Vandalized graves, a murdered loyalist, a hijacked planeMarch 31, 1999
Many Koreans have a strong faith in feng shui, especially when it comes to selecting the location of graveyards. If a descendent receives a fine burial site and it is cared for, it is believed the ancestor will repay you. Thus, vandalizing an ancestor’s grave has been a popular way of cursing someone. This happened to Lee Hoi-chang, a presidential candidate in the past two elections. On this date, Mr. Lee’s uncle Lee Wan-gyu, announced publicly that his family had found 70 centimeter long (28 inch) brass spears driven deep into seven family graves, around where heads of the deceased lay.
Family living in Yesan, South Chungcheong province, found the spears earlier in the month while exhuming and relocating one of the graves. With metal detectors, they scoured the 3,300 square meter (36,000 square feet) site and discovered seven damaged graves, thought to have occurred during the 1997 presidential election when Mr. Lee first ran for the office. Avoiding a police investigation, the Lees performed ancestral rites instead, which seemed not to placate the ancestors, considering Mr. Lee’s unsuccessful elections in 1997 and 2002.
April 4, 1392
Jeong Mong-ju, a Confucian scholar and high-ranking government official of the late Goryeo Dynasty (918 to 1392), is synonymous with loyalism in Korean history. On this date, Mr. Jeong was assassinated, beaten to death by an iron rod.
Mr. Jeong was among the few faithful to that era’s rulers, resisting a growing power base led by army brass Lee Seong-gye and his son Lee Bang-won, who sought to build up a new dynasty. With the Goryeo Dynasty waning in influence, the Lees’ only obstacle was the small but unbending loyalist group that included Mr. Jeong. Early on this date, the junior Lee invited Mr. Jeong over for a drink and recited the poem “Hayeoga” (Be that as it may). Mr. Jeong complimented Lee junior on his performance and responded with the poem “Dansimga” (Single-heartedness). As the two knew each other’s intentions, there was nothing left to talk about. On his way home, as Mr. Jeong passed the Seonjuk Bridge in Gaeseong, the provincial capital, a Lee subordinate bearing an iron rod in one hand stopped him. “Your destiny has reached its end,” the deputy reportedly said. Mr. Jeong dismounted his horse, glared at the henchman and tried to scold him, only to be bludgeoned to death with the iron rod.
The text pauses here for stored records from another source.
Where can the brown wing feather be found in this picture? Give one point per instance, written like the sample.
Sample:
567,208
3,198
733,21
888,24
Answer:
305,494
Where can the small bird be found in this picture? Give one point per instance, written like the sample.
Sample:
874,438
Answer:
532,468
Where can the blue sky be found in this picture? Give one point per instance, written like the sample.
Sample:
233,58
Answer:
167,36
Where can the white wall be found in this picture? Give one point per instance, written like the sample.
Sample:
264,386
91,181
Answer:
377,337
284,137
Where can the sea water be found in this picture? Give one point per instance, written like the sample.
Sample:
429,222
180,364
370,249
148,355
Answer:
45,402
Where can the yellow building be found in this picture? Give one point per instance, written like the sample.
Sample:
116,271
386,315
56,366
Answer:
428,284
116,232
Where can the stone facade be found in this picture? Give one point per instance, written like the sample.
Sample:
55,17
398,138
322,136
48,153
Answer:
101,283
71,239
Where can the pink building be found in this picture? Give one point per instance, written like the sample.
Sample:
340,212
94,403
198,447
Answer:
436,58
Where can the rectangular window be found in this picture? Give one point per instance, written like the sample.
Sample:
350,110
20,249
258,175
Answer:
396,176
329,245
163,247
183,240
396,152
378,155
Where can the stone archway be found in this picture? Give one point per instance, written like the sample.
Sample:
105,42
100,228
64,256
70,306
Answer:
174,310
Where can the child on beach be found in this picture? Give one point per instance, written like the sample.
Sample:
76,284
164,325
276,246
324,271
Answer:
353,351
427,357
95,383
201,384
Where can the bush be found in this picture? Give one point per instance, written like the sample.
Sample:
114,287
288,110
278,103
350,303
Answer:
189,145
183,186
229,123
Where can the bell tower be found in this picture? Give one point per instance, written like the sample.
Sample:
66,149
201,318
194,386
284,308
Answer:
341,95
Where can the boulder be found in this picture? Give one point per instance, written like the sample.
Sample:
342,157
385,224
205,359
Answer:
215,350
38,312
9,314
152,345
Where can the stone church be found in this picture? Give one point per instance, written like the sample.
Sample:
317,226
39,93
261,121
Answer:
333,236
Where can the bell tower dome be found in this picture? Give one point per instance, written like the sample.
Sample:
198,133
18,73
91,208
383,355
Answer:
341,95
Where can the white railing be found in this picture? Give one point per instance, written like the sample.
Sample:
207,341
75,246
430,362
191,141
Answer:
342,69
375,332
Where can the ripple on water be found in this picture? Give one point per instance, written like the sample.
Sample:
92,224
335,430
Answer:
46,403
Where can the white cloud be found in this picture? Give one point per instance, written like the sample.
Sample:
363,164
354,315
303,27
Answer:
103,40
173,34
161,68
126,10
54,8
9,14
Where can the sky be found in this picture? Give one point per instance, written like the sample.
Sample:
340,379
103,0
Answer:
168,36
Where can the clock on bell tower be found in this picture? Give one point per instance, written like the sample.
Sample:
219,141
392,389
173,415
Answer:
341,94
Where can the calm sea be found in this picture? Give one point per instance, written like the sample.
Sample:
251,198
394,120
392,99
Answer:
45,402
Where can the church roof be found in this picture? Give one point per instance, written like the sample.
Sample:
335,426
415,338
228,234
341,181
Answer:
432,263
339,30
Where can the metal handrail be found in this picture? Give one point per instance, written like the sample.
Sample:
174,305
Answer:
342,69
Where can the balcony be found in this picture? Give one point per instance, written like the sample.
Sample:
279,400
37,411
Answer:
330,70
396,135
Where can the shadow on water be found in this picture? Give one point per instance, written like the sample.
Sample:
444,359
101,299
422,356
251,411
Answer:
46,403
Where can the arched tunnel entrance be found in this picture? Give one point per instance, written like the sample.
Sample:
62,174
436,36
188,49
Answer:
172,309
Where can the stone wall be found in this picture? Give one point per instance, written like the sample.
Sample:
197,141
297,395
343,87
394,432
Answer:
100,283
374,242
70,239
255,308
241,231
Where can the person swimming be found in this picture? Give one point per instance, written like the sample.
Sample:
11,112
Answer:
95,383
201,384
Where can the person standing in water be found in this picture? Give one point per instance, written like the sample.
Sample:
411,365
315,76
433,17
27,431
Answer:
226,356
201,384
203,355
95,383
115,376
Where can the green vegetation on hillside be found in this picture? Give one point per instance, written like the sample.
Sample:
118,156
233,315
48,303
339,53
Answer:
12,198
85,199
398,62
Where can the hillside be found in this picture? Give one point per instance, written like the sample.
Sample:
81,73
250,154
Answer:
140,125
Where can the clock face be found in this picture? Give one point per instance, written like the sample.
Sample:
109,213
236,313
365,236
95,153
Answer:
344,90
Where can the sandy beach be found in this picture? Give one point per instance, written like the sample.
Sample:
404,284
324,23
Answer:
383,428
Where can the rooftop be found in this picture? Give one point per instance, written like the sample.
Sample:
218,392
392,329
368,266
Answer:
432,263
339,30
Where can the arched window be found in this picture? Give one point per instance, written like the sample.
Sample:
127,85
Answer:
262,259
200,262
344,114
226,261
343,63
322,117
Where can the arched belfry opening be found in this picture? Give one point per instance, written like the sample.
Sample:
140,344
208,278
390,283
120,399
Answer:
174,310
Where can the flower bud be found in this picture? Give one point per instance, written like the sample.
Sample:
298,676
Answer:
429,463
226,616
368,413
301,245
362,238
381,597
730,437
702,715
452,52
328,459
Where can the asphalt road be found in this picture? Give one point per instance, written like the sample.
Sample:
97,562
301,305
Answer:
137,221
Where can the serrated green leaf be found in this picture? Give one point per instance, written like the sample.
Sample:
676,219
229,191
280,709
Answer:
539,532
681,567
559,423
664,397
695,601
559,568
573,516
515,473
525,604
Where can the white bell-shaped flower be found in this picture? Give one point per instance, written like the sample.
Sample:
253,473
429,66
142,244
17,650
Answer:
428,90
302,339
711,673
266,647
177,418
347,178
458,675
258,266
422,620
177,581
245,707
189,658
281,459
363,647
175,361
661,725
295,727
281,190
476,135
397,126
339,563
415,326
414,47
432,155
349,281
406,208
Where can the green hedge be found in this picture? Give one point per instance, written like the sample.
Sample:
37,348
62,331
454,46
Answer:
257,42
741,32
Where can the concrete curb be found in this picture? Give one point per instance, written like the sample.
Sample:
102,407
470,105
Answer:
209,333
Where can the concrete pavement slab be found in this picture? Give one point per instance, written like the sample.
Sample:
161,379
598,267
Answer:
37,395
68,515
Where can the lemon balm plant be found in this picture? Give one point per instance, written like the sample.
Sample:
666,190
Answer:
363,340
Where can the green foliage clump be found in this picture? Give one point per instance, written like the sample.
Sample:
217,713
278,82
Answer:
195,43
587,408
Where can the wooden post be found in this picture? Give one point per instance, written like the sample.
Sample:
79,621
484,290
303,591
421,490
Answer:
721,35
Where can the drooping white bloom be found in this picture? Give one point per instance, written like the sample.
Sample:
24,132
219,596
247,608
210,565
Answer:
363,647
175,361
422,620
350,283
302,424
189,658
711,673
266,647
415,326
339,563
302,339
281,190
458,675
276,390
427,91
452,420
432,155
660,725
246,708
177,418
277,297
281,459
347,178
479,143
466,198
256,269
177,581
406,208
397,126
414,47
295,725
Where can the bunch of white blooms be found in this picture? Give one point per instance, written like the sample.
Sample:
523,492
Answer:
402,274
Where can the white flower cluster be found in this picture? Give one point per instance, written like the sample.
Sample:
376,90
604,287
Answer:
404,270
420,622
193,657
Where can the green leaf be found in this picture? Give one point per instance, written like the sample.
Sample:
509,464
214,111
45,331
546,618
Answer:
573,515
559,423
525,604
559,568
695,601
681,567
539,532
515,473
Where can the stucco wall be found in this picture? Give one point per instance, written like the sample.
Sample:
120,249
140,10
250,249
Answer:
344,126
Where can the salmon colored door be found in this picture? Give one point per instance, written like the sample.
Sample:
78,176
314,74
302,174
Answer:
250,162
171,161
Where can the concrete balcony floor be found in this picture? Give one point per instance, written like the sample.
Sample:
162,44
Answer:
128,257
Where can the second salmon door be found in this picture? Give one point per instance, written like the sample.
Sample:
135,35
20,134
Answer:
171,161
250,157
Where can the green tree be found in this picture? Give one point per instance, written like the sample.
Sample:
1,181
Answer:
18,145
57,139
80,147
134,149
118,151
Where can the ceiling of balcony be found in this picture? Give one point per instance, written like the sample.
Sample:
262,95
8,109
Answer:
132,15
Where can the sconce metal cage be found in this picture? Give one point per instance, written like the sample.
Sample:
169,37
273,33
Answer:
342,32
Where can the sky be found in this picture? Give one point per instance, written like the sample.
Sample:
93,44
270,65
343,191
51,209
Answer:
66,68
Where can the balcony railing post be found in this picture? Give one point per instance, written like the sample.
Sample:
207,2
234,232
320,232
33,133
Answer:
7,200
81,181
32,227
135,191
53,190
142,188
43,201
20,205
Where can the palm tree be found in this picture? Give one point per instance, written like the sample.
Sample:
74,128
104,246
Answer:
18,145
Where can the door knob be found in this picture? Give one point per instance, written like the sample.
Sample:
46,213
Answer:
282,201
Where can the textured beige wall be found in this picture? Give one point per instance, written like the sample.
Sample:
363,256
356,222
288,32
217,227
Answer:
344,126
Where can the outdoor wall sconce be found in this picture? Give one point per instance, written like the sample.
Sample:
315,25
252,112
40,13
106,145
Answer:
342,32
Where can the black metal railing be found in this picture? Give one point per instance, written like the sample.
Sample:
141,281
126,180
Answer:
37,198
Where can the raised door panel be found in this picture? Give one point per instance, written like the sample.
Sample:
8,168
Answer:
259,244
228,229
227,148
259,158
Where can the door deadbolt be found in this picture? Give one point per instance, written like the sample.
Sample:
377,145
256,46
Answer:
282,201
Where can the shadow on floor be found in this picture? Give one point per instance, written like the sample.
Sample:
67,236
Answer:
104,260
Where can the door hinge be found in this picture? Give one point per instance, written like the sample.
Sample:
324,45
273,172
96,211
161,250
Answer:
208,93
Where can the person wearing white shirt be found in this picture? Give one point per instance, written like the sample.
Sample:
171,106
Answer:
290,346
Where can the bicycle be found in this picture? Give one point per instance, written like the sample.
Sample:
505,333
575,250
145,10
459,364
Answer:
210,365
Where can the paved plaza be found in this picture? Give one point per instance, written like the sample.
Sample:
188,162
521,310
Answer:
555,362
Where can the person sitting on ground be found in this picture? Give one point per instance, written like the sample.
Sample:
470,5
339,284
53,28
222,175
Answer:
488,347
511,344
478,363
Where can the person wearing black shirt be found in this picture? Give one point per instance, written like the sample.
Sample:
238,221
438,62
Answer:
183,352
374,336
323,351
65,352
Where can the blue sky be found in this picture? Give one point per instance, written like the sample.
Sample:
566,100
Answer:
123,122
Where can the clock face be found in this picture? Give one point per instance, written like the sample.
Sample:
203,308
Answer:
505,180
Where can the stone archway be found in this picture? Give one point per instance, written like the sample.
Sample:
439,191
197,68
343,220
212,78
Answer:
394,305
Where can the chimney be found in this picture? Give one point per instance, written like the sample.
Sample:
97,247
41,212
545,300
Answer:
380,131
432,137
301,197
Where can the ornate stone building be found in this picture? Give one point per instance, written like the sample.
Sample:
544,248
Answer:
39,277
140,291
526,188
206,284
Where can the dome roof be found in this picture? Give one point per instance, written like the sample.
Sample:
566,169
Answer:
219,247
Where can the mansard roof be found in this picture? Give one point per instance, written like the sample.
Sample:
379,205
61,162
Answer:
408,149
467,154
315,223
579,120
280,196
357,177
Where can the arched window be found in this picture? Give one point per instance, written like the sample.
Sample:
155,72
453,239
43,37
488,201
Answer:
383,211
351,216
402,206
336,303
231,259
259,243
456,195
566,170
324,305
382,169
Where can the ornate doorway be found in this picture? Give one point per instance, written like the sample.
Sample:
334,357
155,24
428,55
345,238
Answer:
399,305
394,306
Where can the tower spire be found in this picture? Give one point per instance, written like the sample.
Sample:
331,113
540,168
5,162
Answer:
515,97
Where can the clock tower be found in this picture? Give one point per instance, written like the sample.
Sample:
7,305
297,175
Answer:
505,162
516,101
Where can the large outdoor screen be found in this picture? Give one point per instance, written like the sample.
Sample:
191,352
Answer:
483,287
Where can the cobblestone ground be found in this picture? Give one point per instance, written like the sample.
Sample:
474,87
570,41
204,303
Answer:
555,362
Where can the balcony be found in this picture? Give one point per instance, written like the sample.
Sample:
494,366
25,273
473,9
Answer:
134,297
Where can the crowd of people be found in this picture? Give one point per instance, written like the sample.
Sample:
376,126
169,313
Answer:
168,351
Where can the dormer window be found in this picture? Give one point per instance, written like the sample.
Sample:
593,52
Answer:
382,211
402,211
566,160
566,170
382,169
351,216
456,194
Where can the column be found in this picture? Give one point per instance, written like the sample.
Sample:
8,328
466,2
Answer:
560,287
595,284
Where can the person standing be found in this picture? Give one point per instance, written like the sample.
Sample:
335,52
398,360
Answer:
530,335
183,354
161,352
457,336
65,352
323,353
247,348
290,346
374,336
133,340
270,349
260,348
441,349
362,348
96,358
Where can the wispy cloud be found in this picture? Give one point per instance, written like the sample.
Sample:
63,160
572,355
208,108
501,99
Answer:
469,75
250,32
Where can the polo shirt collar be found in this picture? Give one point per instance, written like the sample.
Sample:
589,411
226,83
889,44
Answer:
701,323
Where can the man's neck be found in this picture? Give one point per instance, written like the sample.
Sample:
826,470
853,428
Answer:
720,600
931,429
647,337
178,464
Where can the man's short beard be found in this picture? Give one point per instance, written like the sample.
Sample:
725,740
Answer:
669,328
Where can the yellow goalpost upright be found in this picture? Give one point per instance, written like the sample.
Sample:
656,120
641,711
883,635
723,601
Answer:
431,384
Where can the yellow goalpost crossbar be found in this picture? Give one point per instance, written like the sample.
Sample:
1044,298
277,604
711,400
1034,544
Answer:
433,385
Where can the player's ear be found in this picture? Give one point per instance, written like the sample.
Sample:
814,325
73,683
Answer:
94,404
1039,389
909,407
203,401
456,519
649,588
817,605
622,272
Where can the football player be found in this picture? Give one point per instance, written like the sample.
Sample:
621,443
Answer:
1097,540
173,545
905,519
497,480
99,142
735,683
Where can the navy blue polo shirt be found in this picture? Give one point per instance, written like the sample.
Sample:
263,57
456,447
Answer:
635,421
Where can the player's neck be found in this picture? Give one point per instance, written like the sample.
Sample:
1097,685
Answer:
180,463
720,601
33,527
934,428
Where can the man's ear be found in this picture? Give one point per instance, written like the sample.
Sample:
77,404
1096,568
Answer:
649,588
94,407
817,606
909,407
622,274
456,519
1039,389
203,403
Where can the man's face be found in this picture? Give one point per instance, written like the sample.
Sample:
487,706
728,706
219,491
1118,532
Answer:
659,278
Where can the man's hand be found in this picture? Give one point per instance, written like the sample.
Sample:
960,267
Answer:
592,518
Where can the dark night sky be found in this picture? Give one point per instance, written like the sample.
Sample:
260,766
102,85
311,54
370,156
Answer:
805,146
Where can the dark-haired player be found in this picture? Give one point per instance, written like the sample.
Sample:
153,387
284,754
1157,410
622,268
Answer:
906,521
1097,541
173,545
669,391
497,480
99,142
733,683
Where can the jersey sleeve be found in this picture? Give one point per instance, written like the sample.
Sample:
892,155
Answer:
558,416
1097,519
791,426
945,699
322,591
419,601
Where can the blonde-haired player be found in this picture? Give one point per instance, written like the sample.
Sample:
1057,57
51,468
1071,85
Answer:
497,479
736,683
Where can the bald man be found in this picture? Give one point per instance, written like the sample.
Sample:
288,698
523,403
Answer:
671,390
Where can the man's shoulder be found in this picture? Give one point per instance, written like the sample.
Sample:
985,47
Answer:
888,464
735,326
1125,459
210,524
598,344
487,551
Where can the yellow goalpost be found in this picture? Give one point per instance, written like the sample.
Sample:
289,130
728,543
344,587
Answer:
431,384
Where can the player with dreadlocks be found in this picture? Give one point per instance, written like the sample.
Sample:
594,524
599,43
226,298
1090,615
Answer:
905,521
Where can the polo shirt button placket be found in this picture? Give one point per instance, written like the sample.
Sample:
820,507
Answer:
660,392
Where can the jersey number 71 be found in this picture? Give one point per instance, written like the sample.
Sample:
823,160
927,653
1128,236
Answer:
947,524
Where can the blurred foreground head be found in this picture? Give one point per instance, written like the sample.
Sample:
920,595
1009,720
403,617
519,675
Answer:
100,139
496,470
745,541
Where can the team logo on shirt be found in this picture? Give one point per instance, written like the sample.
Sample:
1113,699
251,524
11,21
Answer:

His blood splattered across the bridge, and stains are said to remain on the bridge, now in North Korea, to this day.
April 6, 1958
On Feb. 16, 1958, a plane belonging to KNA, the predecessor to Korean Air, was hijacked on its way from Busan to Seoul. Among the 29 passengers, seven were incited by Gi Deok-yeong, a North Korean spy in the South, to threaten other passengers and four crew to change course to Pyeongyang. The Red Cross and South Korean government pleaded with the North Koreans to return the hostages. On this date, four crew members and 22 passengers ― all but the seven accomplices ― were repatriated safely via Panmunjeom border village.